14 responses to “Lenovo Joins Foldable PC Party With New ThinkPad X1 Fold Device”

  1. harmjr

    $2,499 NOPE. NOT GONNA HAPPEN. Why not just make a folio with two screens in it?

  2. William Clark

    The device will ship with a keyboard and a stylus

    My understanding from other articles is that the keyboard and stylus will be optional and extra cost. So not really shipping "with" but more like available at release, for extra cost. Now those other articles may have it wrong and certainly for $2500 you would expect a keyboard at least if not the stylus.

  3. bbold

    I don't find folding a PC like a piece of plastic or hard paper to be particularly "game changing." Am I alone in that? I think it introduces more possible incompatibility or opportunity for 'user error' of the hardware. I think having a laptop that is straightforward and easy to use, which lasts 1-2 days (24-48 hours of usage, or even a full 24 hours!) would be 'game changing!'


  4. IanYates82

    I'm super curious. Too early for me to adopt.

    1. Does the keyboard slot over the bottom "half" of the screen somehow so you can get an effective laptop (albeit throwing away one of the screens) if required? Or is the keyboard supposed to sit below it all on your lap?
    2. With this getting Windows 10 X at a later stage, I suspect that the "X" then really is more window dressing for the shell and window arrangement methodology rather than a whole separate branch of Windows

  5. glenn8878

    Looks thick and clunky. When it gets thin and mobile, I'll take a closer look.

  6. michael_babiuk

    Just because a company is technically able to manufacture a "thing" doesn't mean that "thing" should be manufactured.

    I just don't see the advantage of this design over a tablet (with a keyboard cover) or a typical laptop ultrabook design - especially when marketed at a premium price point.

    • xmodal

      In reply to Michael_Babiuk: There are places where this would be advantageous, but they're limited/niche areas. For instance, choral singers hold folders of music. When you're singing 50 - 100 pages of music, that can give you a lot of problems with all the shuffling of pages (the problem for Lenovo is that there is a two-screen e-reader folio that can be had for $900 less; Surface Neo will also probably be cheaper than this). Another example is for experimental psychologists; when running demo software for your research assistants, you could use the single device in a meeting to show the subject-facing display on one side and the researcher's display on the other.

      • xamzara

        In reply to xmodal:

        Just get an iPad for $300 or so if you need to read notes or lyrics. You can buy eight for the price of one folding PC.

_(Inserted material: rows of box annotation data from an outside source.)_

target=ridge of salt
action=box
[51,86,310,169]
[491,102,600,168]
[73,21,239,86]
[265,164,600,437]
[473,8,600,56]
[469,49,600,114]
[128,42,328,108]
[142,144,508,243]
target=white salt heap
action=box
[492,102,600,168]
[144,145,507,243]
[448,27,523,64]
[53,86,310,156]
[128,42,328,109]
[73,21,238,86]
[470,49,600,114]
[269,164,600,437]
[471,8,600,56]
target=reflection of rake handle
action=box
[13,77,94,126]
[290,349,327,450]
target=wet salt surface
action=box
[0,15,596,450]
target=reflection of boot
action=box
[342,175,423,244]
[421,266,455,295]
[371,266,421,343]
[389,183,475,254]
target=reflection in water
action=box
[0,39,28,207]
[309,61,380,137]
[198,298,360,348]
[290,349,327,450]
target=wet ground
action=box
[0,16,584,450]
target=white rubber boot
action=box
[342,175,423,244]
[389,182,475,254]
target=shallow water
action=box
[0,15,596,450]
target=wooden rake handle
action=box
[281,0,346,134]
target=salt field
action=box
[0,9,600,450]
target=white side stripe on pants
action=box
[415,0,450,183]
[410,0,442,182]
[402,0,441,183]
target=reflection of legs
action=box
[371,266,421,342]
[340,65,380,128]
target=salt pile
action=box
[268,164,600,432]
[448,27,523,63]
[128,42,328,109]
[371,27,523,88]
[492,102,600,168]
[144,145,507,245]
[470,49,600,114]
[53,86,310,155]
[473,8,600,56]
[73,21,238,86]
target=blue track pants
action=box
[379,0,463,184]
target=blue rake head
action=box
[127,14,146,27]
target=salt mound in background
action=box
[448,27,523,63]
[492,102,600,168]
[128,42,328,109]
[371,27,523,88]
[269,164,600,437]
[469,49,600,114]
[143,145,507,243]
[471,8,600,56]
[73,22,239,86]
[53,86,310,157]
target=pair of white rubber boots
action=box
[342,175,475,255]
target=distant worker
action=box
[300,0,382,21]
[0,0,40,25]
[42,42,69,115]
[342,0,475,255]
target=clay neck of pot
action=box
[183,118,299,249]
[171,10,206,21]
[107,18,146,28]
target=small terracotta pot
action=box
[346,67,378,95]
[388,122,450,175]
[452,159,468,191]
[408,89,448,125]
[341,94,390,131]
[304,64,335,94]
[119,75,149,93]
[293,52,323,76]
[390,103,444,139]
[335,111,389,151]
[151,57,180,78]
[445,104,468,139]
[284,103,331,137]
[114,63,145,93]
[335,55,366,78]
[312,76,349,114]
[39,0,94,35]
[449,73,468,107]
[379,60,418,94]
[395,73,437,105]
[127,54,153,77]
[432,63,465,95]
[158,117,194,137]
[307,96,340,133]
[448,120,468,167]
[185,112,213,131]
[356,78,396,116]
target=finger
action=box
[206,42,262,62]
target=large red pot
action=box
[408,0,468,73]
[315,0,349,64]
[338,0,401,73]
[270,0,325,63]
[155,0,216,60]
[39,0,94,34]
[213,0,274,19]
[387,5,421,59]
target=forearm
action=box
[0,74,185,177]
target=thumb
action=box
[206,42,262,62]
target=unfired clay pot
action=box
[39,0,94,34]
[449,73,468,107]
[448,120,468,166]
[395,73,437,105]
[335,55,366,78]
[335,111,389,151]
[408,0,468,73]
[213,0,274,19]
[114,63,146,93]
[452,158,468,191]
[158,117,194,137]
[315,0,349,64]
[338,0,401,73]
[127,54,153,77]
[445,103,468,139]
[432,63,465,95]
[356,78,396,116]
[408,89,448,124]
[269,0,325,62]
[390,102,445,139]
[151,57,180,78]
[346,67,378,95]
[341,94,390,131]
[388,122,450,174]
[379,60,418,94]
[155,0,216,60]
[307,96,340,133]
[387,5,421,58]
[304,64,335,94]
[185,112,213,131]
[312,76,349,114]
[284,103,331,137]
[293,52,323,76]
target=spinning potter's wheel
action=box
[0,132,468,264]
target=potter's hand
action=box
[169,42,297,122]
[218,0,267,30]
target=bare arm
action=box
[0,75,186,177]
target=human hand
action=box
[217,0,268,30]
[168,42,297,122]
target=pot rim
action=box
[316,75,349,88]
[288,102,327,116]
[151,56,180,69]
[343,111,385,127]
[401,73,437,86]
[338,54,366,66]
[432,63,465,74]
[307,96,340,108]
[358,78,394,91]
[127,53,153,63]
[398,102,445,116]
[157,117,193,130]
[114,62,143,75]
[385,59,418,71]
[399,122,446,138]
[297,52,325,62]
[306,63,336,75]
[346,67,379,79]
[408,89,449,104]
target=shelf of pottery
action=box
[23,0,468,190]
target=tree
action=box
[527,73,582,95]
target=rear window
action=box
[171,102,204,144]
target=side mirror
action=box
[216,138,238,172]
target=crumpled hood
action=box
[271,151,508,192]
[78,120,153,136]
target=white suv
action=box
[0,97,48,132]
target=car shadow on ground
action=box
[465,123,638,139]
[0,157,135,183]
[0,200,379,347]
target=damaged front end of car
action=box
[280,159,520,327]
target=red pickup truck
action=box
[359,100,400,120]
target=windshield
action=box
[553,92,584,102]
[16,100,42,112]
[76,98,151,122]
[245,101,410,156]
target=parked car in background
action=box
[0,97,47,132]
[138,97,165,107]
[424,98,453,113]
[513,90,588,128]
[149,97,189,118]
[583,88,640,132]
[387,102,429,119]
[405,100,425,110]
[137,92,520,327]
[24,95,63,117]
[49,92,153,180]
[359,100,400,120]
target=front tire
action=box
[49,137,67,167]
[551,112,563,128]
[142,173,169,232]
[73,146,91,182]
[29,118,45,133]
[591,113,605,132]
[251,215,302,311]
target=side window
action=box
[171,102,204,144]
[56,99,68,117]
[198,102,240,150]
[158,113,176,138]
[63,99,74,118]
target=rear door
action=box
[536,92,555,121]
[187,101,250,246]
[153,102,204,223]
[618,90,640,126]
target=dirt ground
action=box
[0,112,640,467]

        (And this is what people already typically do.)

  7. jimchamplin

    I still think centering the Taskbar icons is a bad idea. I sorta-kinda tolerate it on Chrome OS, but it's not cool. It looks clunky and weird.

    And then there's the whole problem of the fucking ambulatory Start button. Seriously, who thought that one up?

  8. John Craig

    $2,499......yowza that's a lot of money, particularly given the spec sheet, but I suppose these new devices are going to cost a lot over the first few years.

    I wonder what the surface neo is going to cost? Surely not as much as this.....its essentially just two thin surface pro's hinged together with a lighter OS on board

  9. ngc224

    My guess is Lenovo will never ship this with Windows 10 Pro. It will be running Microsoft’s ‘Modern OS’ (coming soon). Lenovo is just flat out lying.

  10. harshku24

    That good thank you for told about lenovo because I like lenovo laptop company thank you so much.

  11. Martin Sjöholm

    Comments here sound a bit like "who would need to make a call walking down the street" being said about mobile phones. I am dead sure that these devices will be of main devices in a few years. I like the dual screen ability approach from a foldable screen, but not sure about the two screen approach that Microsoft is taking.